On Fri, Aug 14, 2020 at 09:21:05PM +0800, Yang Weijiang wrote:
If debug_regs.c is built with newer gcc, e.g., 8.3.1 on my side, then the generated binary looks like over-optimized by gcc:
asm volatile("ss_start: " "xor %%rax,%%rax\n\t" "cpuid\n\t" "movl $0x1a0,%%ecx\n\t" "rdmsr\n\t" : : : "rax", "ecx");
is translated to :
000000000040194e <ss_start>: 40194e: 31 c0 xor %eax,%eax <----- rax->eax? 401950: 0f a2 cpuid 401952: b9 a0 01 00 00 mov $0x1a0,%ecx 401957: 0f 32 rdmsr
As you can see rax is replaced with eax in taret binary code.
It's an optimization. `xor rax, rax` and `xor eax, eax` yield the exact same result, as writing the lower 32 bits of a GPR in 64-bit mode clears the upper 32 bits. Using the eax variant avoids the REX prefix and saves a byte of code.
But if I replace %%rax with %%r8 or any GPR from r8~15, then I get below expected binary:
0000000000401950 <ss_start>: 401950: 45 31 ff xor %r15d,%r15d
This is not replacing %rax with %r15, it's replacing it with %r15d, which is the equivalent of %eax. But that's beside the point.
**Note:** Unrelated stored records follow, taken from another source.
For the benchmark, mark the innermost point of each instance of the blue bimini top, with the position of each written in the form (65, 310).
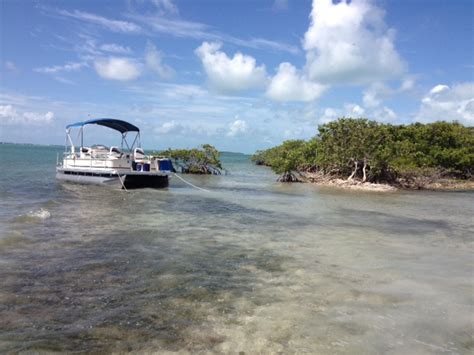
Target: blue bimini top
(118, 125)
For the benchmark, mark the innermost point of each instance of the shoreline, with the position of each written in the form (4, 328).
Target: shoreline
(356, 185)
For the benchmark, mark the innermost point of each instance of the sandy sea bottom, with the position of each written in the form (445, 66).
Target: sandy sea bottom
(251, 267)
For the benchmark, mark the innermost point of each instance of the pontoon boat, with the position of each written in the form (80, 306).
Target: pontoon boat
(126, 166)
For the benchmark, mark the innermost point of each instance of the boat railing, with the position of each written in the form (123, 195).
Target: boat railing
(102, 158)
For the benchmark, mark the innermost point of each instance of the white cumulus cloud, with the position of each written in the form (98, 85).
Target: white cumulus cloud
(238, 127)
(116, 68)
(448, 103)
(348, 43)
(154, 61)
(289, 85)
(227, 74)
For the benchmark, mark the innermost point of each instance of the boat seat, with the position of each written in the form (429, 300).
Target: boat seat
(138, 154)
(84, 151)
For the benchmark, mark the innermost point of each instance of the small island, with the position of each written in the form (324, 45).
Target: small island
(369, 155)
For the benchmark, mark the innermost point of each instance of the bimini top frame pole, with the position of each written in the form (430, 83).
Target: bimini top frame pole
(122, 126)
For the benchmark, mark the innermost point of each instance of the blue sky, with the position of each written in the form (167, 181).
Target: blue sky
(241, 75)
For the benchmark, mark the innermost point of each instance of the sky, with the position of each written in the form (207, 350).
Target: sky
(240, 75)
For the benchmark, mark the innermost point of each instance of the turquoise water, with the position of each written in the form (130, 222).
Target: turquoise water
(252, 266)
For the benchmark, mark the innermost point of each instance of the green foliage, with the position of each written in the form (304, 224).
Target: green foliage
(202, 160)
(378, 151)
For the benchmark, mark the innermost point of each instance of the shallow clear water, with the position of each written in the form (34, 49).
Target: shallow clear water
(253, 266)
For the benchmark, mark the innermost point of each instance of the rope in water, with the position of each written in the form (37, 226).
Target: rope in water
(187, 182)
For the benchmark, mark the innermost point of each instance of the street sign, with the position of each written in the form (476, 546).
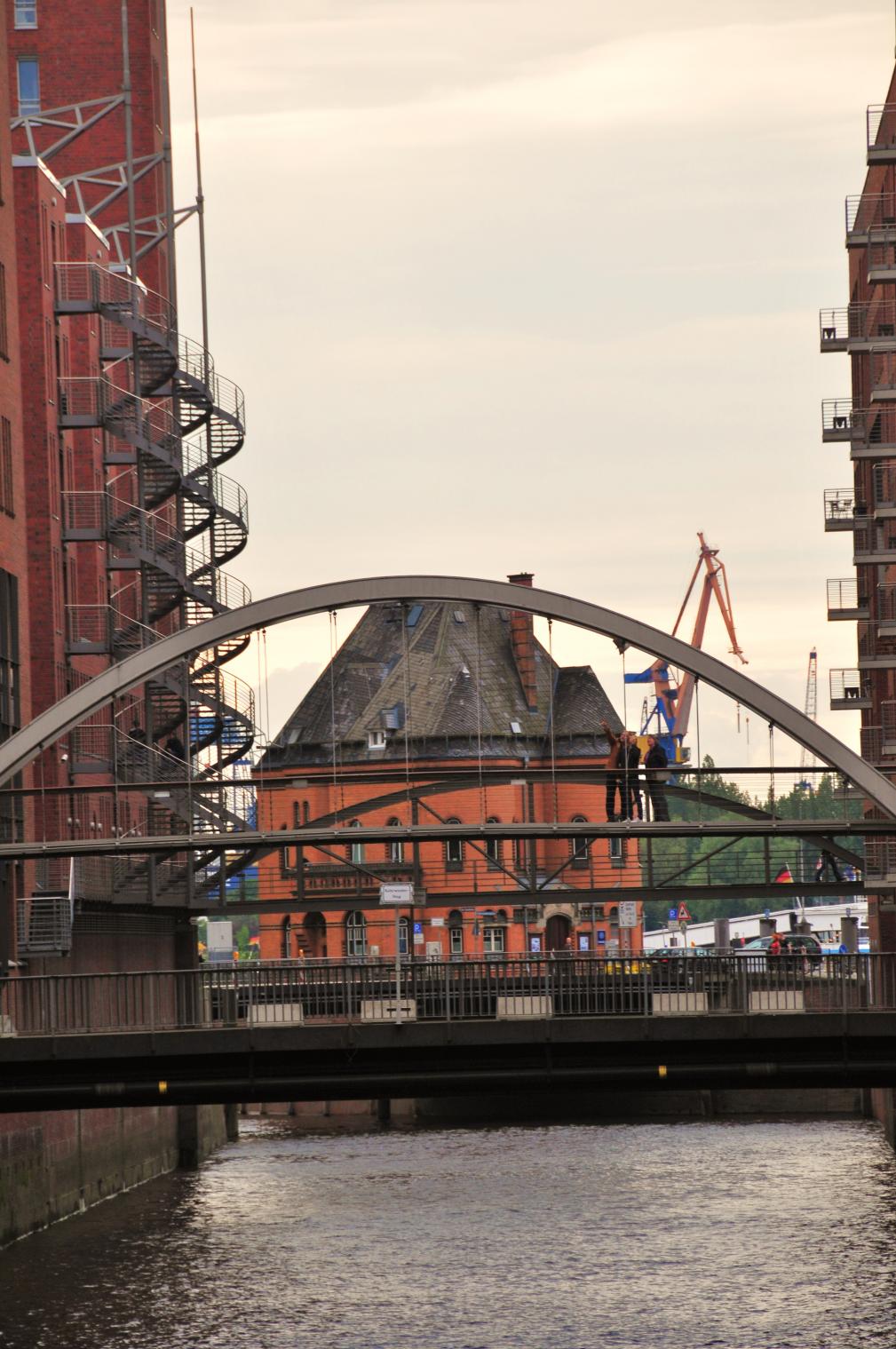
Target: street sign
(397, 893)
(628, 914)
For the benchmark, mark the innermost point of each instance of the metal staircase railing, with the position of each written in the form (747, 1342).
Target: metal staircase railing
(169, 516)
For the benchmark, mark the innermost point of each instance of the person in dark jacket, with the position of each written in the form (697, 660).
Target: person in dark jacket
(630, 782)
(615, 774)
(656, 764)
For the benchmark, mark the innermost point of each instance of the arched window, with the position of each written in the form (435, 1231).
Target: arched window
(493, 845)
(355, 935)
(395, 847)
(454, 849)
(456, 932)
(581, 847)
(355, 850)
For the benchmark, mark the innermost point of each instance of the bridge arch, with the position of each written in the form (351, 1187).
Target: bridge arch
(44, 729)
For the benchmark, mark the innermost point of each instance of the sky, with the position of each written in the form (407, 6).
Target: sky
(516, 285)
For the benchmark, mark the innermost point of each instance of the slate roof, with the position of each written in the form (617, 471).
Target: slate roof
(421, 667)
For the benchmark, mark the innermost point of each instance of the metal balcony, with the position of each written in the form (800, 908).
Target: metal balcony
(880, 139)
(870, 432)
(849, 689)
(875, 543)
(844, 600)
(867, 327)
(868, 216)
(884, 491)
(841, 509)
(876, 652)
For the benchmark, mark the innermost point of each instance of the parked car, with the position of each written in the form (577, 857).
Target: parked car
(803, 945)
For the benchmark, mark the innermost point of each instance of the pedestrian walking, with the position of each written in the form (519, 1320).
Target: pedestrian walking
(656, 764)
(615, 771)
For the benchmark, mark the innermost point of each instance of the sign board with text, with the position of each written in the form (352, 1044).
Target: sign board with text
(397, 893)
(628, 914)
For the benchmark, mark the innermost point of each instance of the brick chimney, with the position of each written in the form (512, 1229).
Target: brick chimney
(524, 645)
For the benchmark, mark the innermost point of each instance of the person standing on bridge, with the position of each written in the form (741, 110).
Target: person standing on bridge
(615, 774)
(657, 771)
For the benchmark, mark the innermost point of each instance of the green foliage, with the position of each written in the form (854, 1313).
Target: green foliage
(686, 862)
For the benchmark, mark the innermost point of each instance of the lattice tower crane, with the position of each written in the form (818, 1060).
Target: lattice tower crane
(672, 707)
(807, 780)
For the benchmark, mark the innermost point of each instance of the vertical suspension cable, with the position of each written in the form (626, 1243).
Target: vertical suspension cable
(332, 699)
(482, 790)
(553, 756)
(699, 751)
(405, 645)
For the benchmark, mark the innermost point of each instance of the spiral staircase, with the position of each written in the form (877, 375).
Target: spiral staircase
(170, 521)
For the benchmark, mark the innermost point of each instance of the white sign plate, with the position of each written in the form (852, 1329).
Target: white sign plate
(397, 894)
(628, 914)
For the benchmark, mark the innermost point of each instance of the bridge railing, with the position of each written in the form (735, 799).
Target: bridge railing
(291, 993)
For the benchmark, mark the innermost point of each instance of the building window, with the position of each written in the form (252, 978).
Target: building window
(28, 85)
(355, 850)
(395, 847)
(26, 13)
(4, 329)
(7, 504)
(454, 849)
(493, 846)
(581, 849)
(493, 940)
(355, 935)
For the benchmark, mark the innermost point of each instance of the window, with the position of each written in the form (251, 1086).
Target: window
(454, 849)
(7, 504)
(493, 846)
(4, 329)
(26, 12)
(355, 850)
(395, 847)
(28, 85)
(493, 940)
(581, 847)
(355, 935)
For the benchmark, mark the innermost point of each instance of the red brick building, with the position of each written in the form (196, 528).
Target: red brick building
(115, 527)
(394, 732)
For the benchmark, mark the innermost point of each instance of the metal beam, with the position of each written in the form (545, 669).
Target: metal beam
(44, 729)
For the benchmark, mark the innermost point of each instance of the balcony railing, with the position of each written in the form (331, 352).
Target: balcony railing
(868, 215)
(859, 327)
(841, 509)
(880, 126)
(844, 599)
(849, 688)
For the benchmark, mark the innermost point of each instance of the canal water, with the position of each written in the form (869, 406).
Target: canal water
(733, 1234)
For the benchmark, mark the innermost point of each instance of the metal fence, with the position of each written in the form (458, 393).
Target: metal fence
(527, 988)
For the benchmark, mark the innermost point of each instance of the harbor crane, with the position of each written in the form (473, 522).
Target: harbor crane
(670, 712)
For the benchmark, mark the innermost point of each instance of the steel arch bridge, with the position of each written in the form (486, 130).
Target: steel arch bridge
(22, 748)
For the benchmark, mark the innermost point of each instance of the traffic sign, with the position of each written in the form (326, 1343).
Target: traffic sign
(628, 914)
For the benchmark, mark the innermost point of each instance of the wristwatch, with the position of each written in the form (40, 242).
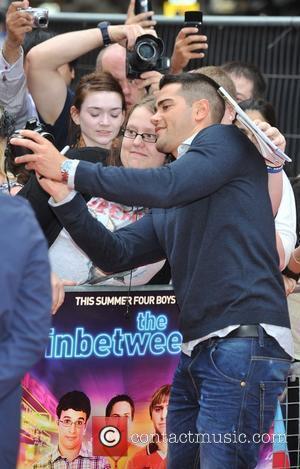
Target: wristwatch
(65, 169)
(103, 25)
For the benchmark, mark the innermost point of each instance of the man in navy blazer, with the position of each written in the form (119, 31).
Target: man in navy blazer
(25, 303)
(212, 218)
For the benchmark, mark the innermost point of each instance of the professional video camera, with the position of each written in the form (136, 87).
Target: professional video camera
(147, 54)
(40, 16)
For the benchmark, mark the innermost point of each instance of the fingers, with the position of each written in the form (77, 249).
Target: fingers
(143, 19)
(289, 284)
(130, 11)
(272, 133)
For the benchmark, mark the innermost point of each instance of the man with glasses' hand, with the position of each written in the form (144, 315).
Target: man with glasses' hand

Encoding GPRs r8-r15 requires a REX prefix, so even though you avoid REX.W you still need REX.R, and thus end up with a 3 byte instruction.
401953: 0f a2 cpuid
Note, CPUID consumes EAX. It doesn't look like the code actually consumes the CPUID output, but switching to r15 is at best bizarre.
401955: b9 a0 01 00 00 mov $0x1a0,%ecx 40195a: 0f 32 rdmsr
The difference is the length of xor instruction(2 Byte vs 3 Byte), so this makes below hard-coded instruction length cannot pass runtime check:
/* Instruction lengths starting at ss_start */ int ss_size[4] = { 3, /* xor */ <-------- 2 or 3? 2, /* cpuid */ 5, /* mov */ 2, /* rdmsr */ };
Note: Use 8.2.1 or older gcc, it generates expected 3 bytes xor target code.
I use the default Makefile to build the binaries, and I cannot figure out why this happens, so it comes this patch, maybe you have better solution to resolve the issue. If you know how things work in this way, please let me know, thanks!
Use `xor %%eax, %%eax`. That should always generate a 2 byte instruction. Encoding a 64-bit operation would technically be legal, but I doubt any compiler would do that in practice.